Weighing in at 372 grams on my scale, the Float is pretty light weight considering the size and use of a reservoir. As you can see from the photo, liberal amounts of Kashima coating are featured on this shock. Not only does Kashima look pretty, but it reduces friction while also providing a hard surface.
For controls, the Float X CTD features slightly-tucked-away rebound, compression, and air spring pressure. On the compression side, the CTD (Climb, Trail, Descend) controls not only change the compression circuit platforms, but the smaller black dial allows further fine tuning of the trail setting only.
Installation of the Float is dead simple. Gone is the old alloy hardware that was simply a pain in the ass to remove or install. Today, the new materials can easily be removed by hand and now have less friction. That in itself is great news, as the DU bushings have a longer service life.
Once the shock is installed, you then just have to set sag. Always begin with what your frame manufacturer recommends. Getting to the air valve is pretty easy on the Float X, as it comes off the reservoir body at an angle away from the frame. As a result, adding air is a cinch.

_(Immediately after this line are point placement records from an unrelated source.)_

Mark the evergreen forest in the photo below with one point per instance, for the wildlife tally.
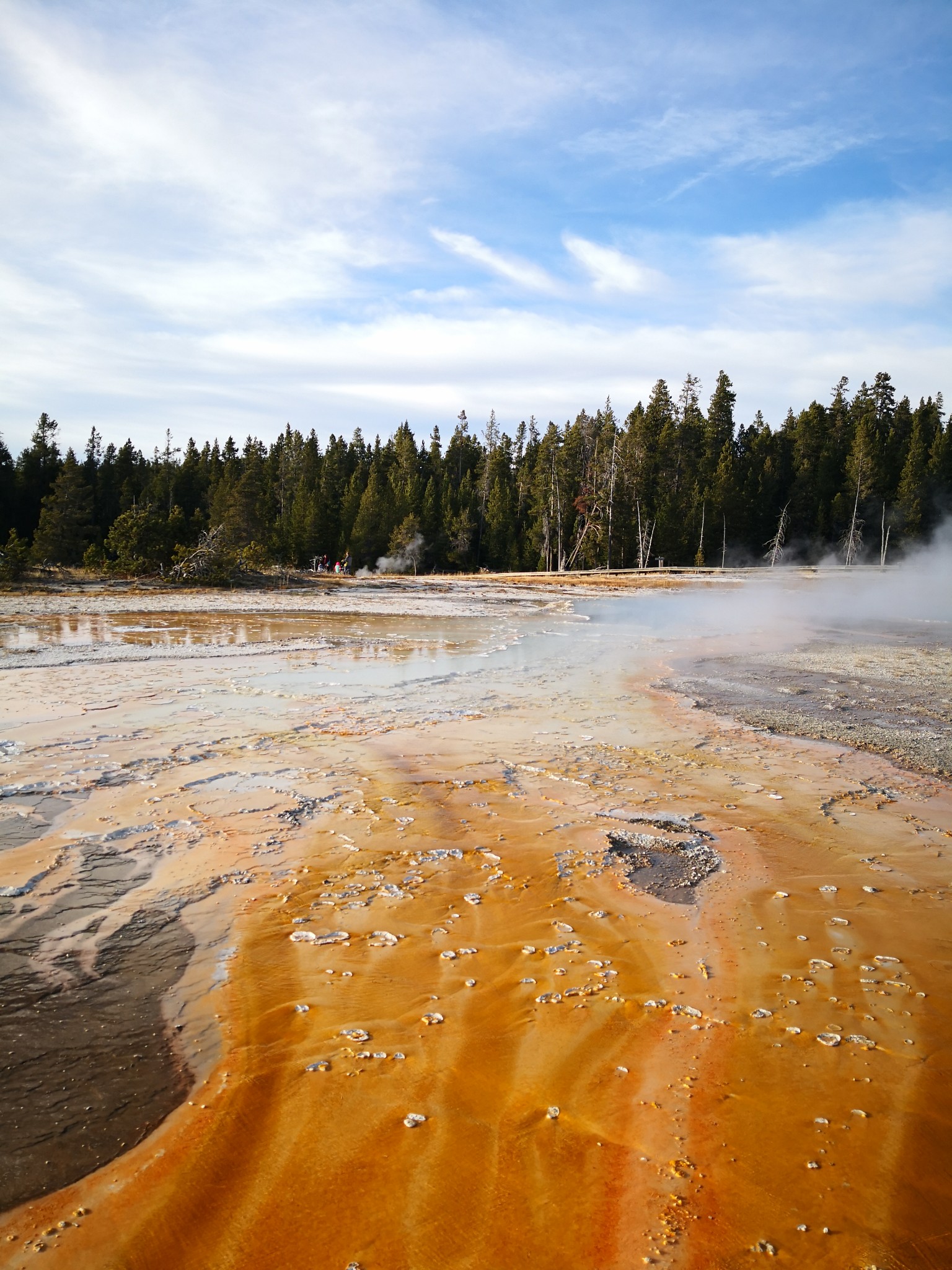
(674, 482)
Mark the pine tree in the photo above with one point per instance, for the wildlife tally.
(65, 518)
(914, 484)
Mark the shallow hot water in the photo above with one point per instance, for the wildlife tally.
(609, 1076)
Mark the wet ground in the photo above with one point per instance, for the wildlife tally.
(888, 691)
(291, 897)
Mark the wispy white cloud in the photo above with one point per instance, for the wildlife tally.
(894, 254)
(220, 216)
(612, 270)
(523, 273)
(721, 139)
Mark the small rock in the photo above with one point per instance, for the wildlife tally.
(382, 940)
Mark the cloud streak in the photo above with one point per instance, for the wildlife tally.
(356, 211)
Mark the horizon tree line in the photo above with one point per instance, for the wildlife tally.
(671, 483)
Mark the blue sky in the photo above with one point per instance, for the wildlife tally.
(221, 216)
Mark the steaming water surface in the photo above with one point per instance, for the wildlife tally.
(451, 781)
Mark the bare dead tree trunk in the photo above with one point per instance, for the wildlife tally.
(611, 498)
(853, 538)
(775, 546)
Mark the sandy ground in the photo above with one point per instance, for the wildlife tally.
(412, 784)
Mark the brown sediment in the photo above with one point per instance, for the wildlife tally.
(890, 698)
(382, 812)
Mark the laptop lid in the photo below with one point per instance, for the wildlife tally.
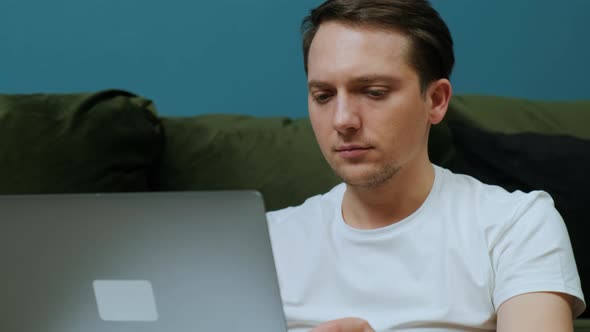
(185, 261)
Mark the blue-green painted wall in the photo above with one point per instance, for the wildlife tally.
(236, 56)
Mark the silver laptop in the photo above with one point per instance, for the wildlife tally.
(166, 262)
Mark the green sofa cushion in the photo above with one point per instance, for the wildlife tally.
(529, 145)
(271, 155)
(517, 115)
(65, 143)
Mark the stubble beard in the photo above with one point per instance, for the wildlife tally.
(374, 178)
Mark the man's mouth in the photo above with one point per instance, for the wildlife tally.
(352, 151)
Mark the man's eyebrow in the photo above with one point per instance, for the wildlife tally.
(365, 79)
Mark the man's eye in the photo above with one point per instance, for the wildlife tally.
(376, 93)
(322, 97)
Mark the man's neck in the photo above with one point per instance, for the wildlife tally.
(393, 201)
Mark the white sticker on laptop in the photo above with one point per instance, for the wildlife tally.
(125, 300)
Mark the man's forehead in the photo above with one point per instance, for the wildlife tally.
(356, 54)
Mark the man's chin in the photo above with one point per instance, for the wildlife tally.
(368, 179)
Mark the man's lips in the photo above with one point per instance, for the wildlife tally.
(351, 151)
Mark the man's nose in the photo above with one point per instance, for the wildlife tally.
(346, 115)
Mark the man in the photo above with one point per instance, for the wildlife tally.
(403, 244)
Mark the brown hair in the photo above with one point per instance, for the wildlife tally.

Dialing in the shock was pretty easy as well. Starting off at the trail dial position and the number 2 position on the black trail tune knob, I then had to pull out an allen key to get to the rebound knob. I wasn’t too pleased about that, as it was kind of buried. Once I got the rebound as close as possible while standing still (7 clicks), I then hit the trails.
Out on the Trail
Throughout my entire review, whether I was riding fast, flowy trails or steep, rocky terrain, the Float X rode very well. I did find myself mostly on the Trail setting, though: I found that, when riding tight, twisty trails, it was a bit hard to get to the switch. I did like the very positive feel to the switch: I knew right away when I changed modes.
I found the Climb mode a bit too stiff for my liking. At least, in my opinion, it could have been a bit more open on impacts on climbs. I found this happened on rollers when I just forgot to get to the switch to go to trail or descend mode.
In Descend mode, it worked best at higher speeds. During steep, fast runs, I was pretty comfortable with the descend settings. But again, I found that at slow speeds, I needed to switch back up to Trail mode. As mentioned before, I found that I used the Trail setting almost all the time. Sometimes tuning it to the terrain by going between the 2nd and 3rd trail position was where I found the sweet spot for my riding style.
Spending a few more dollars and getting the optional remote would make this a near-perfect rear shock. A remote adds about $100 or so to the cost of the rear shock, but in my opinion it would improve the ride.
MSRP without remote: $595.
A big thanks to the folks at Fox for sending down the Float X CTD for review.